Deployment and Future Outlook of Agent Applications

The final layer involves questions enterprises face when directly using Agent applications:

Who uses them? How are they used?

Coding Agents are generally considered mature by now.

But in workplace scenarios, Working Agents represent another direction we believe will soon explode in adoption, as we’ve already witnessed the potential of such capabilities.

There’s a paradox here: employees want Agents to handle everything for them, understand their daily routines and information; meanwhile, enterprises desire safe, controlled usage—with clear boundaries preventing Agents from doing anything unchecked.

These two goals can actually coexist.

At AWS, our answer lies in deeply personalized products like Quick.

Simply put, the most frequently heard phrase among colleagues recently is: “It really feels like a daily assistant.”

Let me share a few personal experiences.

First, I constantly switch between CRM, chat tools, email, and various platforms each day—often spending 20 minutes to an hour clearing pending tasks in the morning.

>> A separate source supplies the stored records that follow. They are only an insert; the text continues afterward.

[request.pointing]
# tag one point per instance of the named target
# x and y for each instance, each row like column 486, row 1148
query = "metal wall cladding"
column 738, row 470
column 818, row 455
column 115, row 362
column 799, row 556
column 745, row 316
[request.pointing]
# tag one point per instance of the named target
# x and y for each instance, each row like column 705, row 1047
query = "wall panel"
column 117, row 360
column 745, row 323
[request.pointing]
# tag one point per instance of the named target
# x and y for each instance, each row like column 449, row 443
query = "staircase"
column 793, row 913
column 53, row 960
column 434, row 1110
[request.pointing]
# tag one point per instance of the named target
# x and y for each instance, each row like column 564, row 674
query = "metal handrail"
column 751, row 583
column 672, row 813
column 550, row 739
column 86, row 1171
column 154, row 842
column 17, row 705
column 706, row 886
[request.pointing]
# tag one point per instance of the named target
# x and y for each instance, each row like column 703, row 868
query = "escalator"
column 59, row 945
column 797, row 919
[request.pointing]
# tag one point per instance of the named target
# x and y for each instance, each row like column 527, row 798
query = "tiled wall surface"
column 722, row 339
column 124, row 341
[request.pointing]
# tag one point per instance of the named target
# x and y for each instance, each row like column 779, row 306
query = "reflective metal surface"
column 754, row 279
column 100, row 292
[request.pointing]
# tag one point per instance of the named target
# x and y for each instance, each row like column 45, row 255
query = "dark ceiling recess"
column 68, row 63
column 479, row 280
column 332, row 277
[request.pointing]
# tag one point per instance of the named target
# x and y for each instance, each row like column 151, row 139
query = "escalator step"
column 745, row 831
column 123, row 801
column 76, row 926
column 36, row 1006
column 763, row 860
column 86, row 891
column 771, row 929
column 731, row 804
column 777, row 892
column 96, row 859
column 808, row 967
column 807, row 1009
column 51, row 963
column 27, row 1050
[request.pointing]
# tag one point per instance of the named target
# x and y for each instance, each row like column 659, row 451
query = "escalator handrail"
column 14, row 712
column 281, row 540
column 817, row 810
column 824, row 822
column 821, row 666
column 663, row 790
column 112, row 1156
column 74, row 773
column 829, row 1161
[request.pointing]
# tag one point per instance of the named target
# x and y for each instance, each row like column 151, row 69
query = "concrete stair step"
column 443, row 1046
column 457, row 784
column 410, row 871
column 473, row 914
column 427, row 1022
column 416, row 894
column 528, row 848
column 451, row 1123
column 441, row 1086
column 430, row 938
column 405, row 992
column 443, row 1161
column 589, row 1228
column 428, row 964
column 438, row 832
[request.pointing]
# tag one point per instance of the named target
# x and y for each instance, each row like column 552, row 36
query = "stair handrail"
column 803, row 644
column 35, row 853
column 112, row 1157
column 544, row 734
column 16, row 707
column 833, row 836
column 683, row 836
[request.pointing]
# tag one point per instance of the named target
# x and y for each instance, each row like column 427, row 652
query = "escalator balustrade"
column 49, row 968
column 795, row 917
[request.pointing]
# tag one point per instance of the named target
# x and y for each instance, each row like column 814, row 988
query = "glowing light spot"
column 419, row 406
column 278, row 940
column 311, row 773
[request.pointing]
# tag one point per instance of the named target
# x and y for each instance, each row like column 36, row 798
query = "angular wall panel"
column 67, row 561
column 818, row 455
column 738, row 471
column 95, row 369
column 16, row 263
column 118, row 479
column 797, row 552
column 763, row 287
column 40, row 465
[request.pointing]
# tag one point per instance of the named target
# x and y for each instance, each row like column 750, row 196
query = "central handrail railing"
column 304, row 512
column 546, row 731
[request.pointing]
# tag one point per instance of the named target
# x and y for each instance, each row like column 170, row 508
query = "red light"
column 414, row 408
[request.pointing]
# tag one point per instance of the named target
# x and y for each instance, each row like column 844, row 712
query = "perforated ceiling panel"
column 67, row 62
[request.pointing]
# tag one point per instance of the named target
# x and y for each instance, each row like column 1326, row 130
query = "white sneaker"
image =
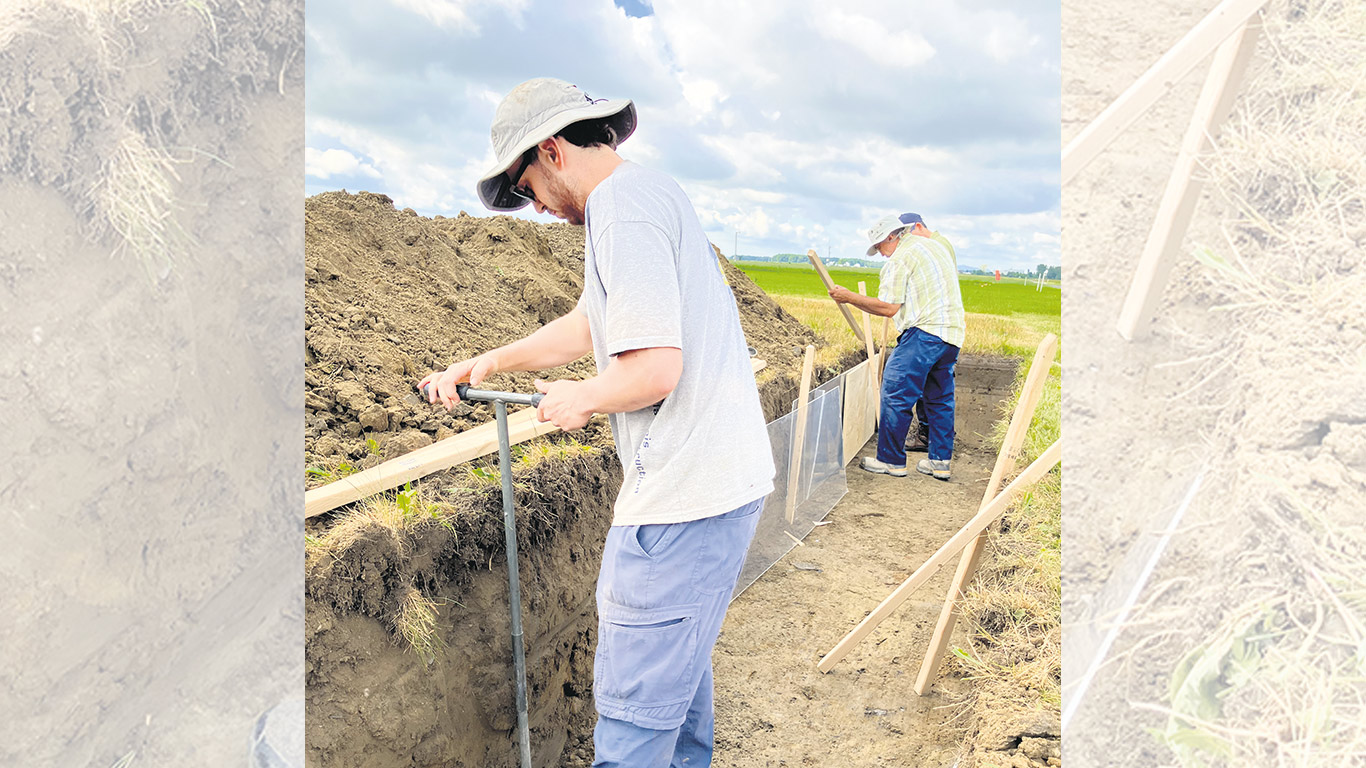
column 933, row 468
column 879, row 468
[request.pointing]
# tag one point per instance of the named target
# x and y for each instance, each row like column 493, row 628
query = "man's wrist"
column 493, row 360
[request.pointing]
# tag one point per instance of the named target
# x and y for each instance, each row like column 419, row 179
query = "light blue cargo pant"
column 661, row 597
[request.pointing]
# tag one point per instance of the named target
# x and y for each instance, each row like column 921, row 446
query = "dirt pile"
column 392, row 295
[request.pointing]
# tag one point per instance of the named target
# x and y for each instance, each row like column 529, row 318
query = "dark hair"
column 596, row 131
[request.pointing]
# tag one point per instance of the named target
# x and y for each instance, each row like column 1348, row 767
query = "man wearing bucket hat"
column 676, row 381
column 918, row 290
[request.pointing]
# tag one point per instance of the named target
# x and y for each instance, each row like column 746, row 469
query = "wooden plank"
column 1221, row 23
column 829, row 286
column 887, row 339
column 1174, row 215
column 874, row 381
column 794, row 470
column 857, row 416
column 1015, row 433
column 465, row 447
column 974, row 526
column 473, row 443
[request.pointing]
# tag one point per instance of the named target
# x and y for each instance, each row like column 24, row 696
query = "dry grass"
column 1276, row 674
column 415, row 623
column 400, row 515
column 1012, row 612
column 134, row 196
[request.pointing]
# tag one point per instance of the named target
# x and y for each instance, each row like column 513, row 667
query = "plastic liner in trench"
column 820, row 483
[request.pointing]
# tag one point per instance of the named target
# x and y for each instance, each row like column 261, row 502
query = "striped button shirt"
column 922, row 278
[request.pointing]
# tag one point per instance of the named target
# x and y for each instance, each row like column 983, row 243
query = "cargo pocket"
column 645, row 663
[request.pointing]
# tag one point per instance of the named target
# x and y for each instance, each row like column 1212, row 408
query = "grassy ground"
column 1012, row 615
column 1003, row 319
column 980, row 294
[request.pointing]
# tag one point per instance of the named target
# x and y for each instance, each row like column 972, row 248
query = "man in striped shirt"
column 918, row 290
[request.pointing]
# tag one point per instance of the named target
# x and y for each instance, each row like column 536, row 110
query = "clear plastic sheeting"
column 820, row 480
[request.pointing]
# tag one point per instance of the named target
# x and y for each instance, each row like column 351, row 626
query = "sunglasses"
column 519, row 192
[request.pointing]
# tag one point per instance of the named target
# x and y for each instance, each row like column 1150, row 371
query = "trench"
column 374, row 703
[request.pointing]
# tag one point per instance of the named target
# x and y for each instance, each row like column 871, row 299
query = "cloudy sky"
column 790, row 123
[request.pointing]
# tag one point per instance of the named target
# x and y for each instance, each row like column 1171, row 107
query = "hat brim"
column 495, row 186
column 872, row 249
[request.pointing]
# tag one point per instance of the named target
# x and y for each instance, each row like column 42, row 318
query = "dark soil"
column 155, row 592
column 392, row 295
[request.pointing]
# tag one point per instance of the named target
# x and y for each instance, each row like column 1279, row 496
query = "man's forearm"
column 873, row 305
column 559, row 342
column 635, row 380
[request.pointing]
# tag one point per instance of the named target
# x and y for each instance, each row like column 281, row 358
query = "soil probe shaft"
column 500, row 409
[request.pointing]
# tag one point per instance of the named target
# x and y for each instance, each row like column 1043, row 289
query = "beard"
column 560, row 193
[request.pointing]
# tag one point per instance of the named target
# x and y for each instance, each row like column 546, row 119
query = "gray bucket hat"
column 885, row 227
column 533, row 112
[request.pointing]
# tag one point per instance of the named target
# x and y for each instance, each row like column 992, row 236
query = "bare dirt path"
column 773, row 707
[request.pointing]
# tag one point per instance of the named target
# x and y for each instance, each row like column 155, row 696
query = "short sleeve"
column 637, row 264
column 891, row 282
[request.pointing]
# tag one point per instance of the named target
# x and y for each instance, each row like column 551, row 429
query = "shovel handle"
column 466, row 392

Quick’s proactive reminder feature consolidates these connections. It doesn’t merely notify me of pending items but actively suggests actions—for example, scheduling a meeting with a specific colleague or assigning a task to another.

Second, when executing tasks, Quick breaks down traditional workflow boundaries.

For instance, this PPT contains numerous external data points requiring verification. Previously, I might have spent considerable time consulting colleagues; now, Quick enables swift completion.

Third, as I use Quick, it continuously learns and adapts my patterns.

Each user builds a personal knowledge graph, and with increased usage, Quick’s decisions become increasingly aligned with mine. These are several key aspects of Quick that I find particularly valuable and worth experiencing.

Finally, let me summarize briefly: Through these five layers of capability, we aim to highlight what enterprises must consider when transitioning Agents from demos to production environments.

We can also revisit our joint announcement with OpenAI.

Besides the previously mentioned Managed Agent, it includes OpenAI’s latest models available on Bedrock, as well as its Coding Agent Codex now accessible via Bedrock.

In other words, among the three layers of our five-layer architecture, new enhancements have emerged through collaboration with OpenAI.

Moving forward, we will continue iterating on these five capabilities to accelerate enterprise empowerment.

In short, our goal is to deliver better models, backed by trustworthy data, to bring true production-grade platforms to users.

As Matt Garman said: Every application will be reimagined.

We’ve already seen leading enterprises paving this path, and through continuous iteration of our five-layer architecture, we hope to accelerate this transformation together with you, embracing the Agent era. Thank you.

*Copyright © [Year]. Unauthorized reproduction or use in any form is strictly prohibited. Offenders will be prosecuted.*

AI may generate inaccurate information. Please verify important content.